Photo: Volunteers at the LICI iris holding area are seen working during the fall of 2022. A separate row of containers will be installed to grow out the I. nelsonni irises being donated by Kent Benton for the Palmetto Island State Park project.


Salathe says that the plan is to get permission from the owners of the Abbeville Swamp to collect seeds from the I. nelsonni irises growing there this summer. Other interested groups with nurseries will help germinate the seeds for LICI to grow into mature plants next year for planting at the park's boardwalk. "If we can get the park's boardwalk swamp full of I. nelsonni irises, our long-term plan would be to thin them out to create a supply for increasing the irises within the Abbeville Swamp itself," Salathe says about one of the goals of the project. "The Friends of Palmetto Island State Park joining with us is going to play a key role in making this happen," he sums up.




 

May 20, 2023 Laplace, La.


The Louisiana Iris Conservation Initiative (LICI) has completed five Louisiana iris rescues to assemble the irises needed for planting into the Nicholls State University's Wetlands Project. LICI signed onto the project at the Nicholls Farm earlier this year when construction of the project was nearing completion. There are two irises planting events scheduled at the farm for later this month when the irises will be planted.

Photo: The Nicholls State Farm Wetlands Project as seen on May 6, 2023.


The wetlands project is a joint effort between Nicholls State University and Ducks Unlimited. The plan is to pump water from nearby Bayou Folse into one end of the wetlands and have then have plants within the wetlands remove an overabundance of nutrients in the water. The bayou is really just a drainage canal at that upstream location. It drains nearby residential areas - many using individual septic tanks for sewerage treatment, some farmland and sugar cane fields (heavy fertilizer users), and some urban run-off from the town. Once the nutrients are reduced, water from the wetlands will be returned to the bayou and the process will then be repeated. The overall goal is to use it as a demonstration project to show how nutrients can be removed from rivers and creeks upstream in the Mississippi River watershed before they flow into the river. This will help reduce the size of the algae bloom each year in the Gulf of Mexico. A secondary goal is to use the wetlands as a wild duck habitat.

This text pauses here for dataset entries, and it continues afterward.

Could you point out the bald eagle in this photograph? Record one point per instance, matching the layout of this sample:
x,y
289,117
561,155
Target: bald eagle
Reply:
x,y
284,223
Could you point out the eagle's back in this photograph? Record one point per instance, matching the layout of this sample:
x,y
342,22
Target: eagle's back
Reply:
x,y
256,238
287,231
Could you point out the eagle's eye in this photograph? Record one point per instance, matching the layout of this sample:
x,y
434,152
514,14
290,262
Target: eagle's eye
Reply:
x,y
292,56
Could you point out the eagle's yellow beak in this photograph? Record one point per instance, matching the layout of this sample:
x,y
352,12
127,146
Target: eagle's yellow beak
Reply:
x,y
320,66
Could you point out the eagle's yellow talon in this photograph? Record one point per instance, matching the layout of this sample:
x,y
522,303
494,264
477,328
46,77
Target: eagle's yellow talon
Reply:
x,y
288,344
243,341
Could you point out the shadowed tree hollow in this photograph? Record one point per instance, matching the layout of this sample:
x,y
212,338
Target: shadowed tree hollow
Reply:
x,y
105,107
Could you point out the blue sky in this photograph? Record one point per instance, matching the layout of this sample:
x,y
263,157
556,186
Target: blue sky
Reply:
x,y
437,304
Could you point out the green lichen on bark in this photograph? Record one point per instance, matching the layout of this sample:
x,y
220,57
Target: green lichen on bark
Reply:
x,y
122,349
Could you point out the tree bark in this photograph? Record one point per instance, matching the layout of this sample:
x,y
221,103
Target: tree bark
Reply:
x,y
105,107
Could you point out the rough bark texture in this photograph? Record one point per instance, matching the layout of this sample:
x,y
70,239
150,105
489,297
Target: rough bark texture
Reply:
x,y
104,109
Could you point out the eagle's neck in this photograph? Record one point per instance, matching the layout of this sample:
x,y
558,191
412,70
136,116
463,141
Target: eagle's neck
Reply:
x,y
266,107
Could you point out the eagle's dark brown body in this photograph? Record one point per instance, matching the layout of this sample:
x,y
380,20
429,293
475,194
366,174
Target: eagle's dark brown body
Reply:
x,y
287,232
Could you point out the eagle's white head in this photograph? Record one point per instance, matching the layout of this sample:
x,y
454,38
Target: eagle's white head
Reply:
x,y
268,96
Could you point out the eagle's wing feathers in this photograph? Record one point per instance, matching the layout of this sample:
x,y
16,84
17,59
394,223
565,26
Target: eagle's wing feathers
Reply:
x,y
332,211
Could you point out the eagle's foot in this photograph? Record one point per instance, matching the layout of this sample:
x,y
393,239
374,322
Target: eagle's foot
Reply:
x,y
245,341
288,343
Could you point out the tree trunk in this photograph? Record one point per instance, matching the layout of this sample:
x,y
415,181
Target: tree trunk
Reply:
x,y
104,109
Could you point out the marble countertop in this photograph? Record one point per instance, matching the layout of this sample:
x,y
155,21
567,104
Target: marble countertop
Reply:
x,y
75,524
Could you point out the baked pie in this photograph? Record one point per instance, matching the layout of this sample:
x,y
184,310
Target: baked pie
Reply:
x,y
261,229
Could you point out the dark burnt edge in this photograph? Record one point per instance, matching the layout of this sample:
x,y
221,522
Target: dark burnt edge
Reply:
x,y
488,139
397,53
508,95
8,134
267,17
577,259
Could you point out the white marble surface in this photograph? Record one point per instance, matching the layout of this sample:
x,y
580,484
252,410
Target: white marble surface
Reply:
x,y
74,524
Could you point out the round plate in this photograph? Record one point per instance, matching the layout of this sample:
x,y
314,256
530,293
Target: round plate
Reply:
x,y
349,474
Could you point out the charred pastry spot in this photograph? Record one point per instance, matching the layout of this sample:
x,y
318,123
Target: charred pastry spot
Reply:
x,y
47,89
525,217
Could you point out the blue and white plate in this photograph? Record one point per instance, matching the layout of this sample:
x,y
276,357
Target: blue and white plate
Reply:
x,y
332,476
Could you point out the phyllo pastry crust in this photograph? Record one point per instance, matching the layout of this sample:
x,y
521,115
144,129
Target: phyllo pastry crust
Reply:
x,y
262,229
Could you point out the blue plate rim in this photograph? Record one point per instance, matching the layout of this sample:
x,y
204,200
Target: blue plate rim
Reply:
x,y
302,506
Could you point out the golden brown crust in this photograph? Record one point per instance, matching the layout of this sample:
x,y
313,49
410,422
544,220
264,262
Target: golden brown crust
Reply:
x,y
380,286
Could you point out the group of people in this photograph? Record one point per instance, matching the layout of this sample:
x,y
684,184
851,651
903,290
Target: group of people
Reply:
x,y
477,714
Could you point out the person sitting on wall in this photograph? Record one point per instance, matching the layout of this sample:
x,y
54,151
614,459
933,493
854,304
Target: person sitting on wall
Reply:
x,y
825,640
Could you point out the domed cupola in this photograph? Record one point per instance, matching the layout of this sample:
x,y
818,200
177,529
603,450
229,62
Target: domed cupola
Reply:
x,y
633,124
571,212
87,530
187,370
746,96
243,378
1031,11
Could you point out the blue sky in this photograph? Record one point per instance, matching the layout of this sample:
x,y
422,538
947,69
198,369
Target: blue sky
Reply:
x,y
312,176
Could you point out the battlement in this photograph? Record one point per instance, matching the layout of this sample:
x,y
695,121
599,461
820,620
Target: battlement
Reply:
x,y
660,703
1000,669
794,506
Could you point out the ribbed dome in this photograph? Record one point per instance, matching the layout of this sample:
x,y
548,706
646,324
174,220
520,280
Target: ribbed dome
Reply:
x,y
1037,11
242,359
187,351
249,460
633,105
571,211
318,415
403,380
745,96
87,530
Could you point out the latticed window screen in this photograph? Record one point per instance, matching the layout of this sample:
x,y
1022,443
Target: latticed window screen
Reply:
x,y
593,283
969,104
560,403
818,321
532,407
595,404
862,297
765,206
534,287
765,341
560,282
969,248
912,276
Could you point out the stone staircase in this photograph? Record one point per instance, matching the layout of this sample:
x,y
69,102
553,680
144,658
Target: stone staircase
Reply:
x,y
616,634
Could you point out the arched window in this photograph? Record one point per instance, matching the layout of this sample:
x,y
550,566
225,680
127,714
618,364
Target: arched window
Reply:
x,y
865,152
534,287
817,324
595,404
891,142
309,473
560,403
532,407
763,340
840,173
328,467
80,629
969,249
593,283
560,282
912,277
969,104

LICI was invited to partner in the project so it could be used as a home for its rescued irises. Louisiana irises remove huge amounts of nutrients from the water and soil in their swamps. The goal is to plant thousands of irises into the project by the end of this year, according to the LICI's Gary Salathe.


To get the irises for the Nicholls Farm project, LICI worked with two other non-profits that have supported their past efforts. Common Ground Relief scheduled an iris rescue with some students they were hosting for a five-day service visit to New Orleans. Limitless Vistas/ Gulf Corps offered to help by doing four iris rescues with their job-training crew.

Photo: Some of the twenty students for The College School in St. Louis, MO, are seen on an iris rescue organized by Common Ground Relief.


Common Ground Relief had an eighth-grade school group in from St. Louis, Missouri, from The College School for a week of service activities in late April. They ended up rescuing over 2,800 irises from a site west of New Orleans that LICI has been working to remove irises during the last few years.

Photo: Part of the Limitless Vistas/ Gulf Corps crew is shown at one of four iris rescues they did during the month of May to help gather the irises needed for the wetlands project.


LICI organized four iris rescues from the same site during the first part of May with Limitless Vistas/ Gulf Corps to get enough irises for the planned wetlands plantings during the last week of May. They collected a total of 3,000 irises.


"We really appreciate the help we received from these two groups to make sure we get off to a great start planting irises into this new project at Nicholls Farm," Salathe says.